Over the past year China's relationship with foreign investors has changed substantially, a change that is most likely going to dominate much of 2007 too. Drums have been sounding on the new draft labor law. Rumors on the end of the preferential tax treatment for foreign companies are as old as the rules itself, but seem now more serious than ever. New restrictions on foreign investments have delayed a great number of projects. The unionisation of Wal-Mart came for everybody as a surprise. While it is unclear what real effect each of those measures might have, they do signal a new direction, call it ideology, of the current government.

Foreign business representatives have been sounding the alarm bells for each of those measures, saying it might hurt China's economic growth. That might be an indication they are missing some important changes and sending the wrong messages. If those new directions have on thing is common, it is the abolishment of economic growth as the first and only mantra of China's economic doctrine. The central government - much less provincial and local ones - has been rather unsuccessful in pulling the brakes on its economic growth and might want to introduce some measures that would help them to fulfill that task.

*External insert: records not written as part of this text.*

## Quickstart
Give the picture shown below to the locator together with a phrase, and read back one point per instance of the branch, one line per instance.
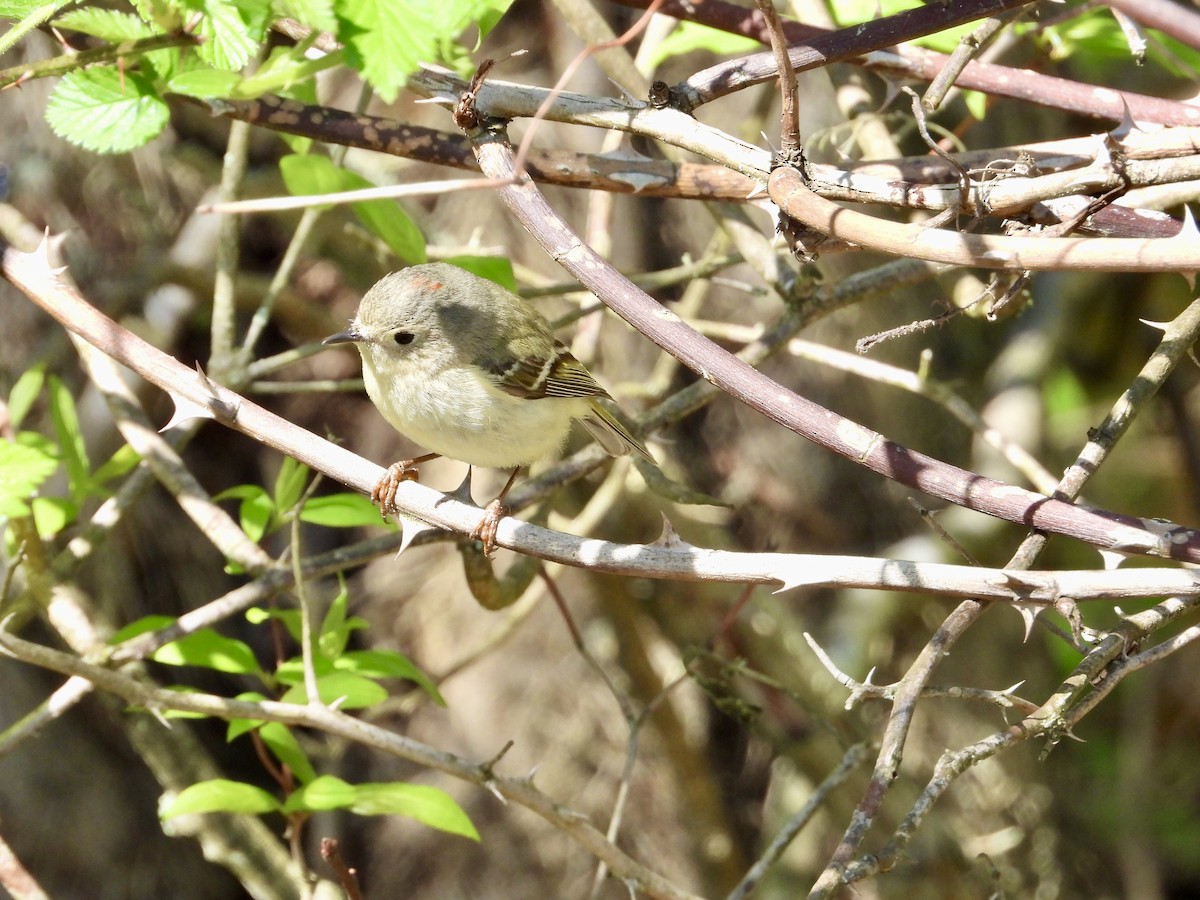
(331, 721)
(1181, 253)
(673, 559)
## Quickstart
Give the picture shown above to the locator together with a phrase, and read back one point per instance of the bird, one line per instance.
(473, 372)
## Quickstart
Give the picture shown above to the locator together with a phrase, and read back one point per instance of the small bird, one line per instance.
(473, 372)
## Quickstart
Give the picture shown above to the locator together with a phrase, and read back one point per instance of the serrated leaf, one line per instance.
(52, 515)
(322, 793)
(229, 33)
(429, 805)
(106, 24)
(103, 112)
(209, 649)
(21, 9)
(340, 510)
(315, 13)
(281, 742)
(385, 41)
(388, 664)
(24, 393)
(348, 690)
(22, 472)
(220, 796)
(204, 83)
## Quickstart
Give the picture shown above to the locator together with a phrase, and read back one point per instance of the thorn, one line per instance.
(409, 529)
(462, 492)
(670, 538)
(1189, 228)
(185, 411)
(1126, 125)
(216, 406)
(1029, 616)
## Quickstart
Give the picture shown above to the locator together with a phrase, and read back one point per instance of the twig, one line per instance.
(1163, 255)
(676, 562)
(520, 791)
(754, 388)
(851, 760)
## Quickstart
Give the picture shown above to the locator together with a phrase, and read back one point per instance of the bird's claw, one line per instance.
(384, 493)
(485, 531)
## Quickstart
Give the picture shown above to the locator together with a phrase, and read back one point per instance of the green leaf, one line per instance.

China still needs its economic growth. There are still millions of jobs needed for the ongoing economic reform. Economic growth is the way for the government to keep its people happy, so, anything too drastic might be delayed and not make it as a formal proposal to the National People's Congress in March. But the time that China allowed economic growth at almost any costs might be over.

When one sentiment might overtake the eagerness to make money, at least for a short while, it is nationalism. Patriotism can be a powerful instrument, at least until the next payday. Many of China's current leaders still know from their own experience how devastating it can be when the street takes over the government, but it is unsure whether everybody will draw the same lessons from China's recent history.

Foreign companies are more vulnerable when they are being accused of ramp-sacking Chinese assets, not sticking to China's labor law or hurting Chinese dignity in general. Of course, they can complain about the lack of a level playing field in China, and that might go well with their constituencies in the US, Europe or Japan, but does not help in China.

Of course, China is going to be an international player, heading for the Olympic Games in Beijing in 2008 and the World Expo in 2010. But also here, you might see an ongoing ambivalence between nationalism and internationalism. China has been in general a winner in the globalization game, but for foreign players in China goes that they should realize the tricky position both the government and they are in. Giving the wrong signals at the wrong time might go awry when you do not hear the new tune.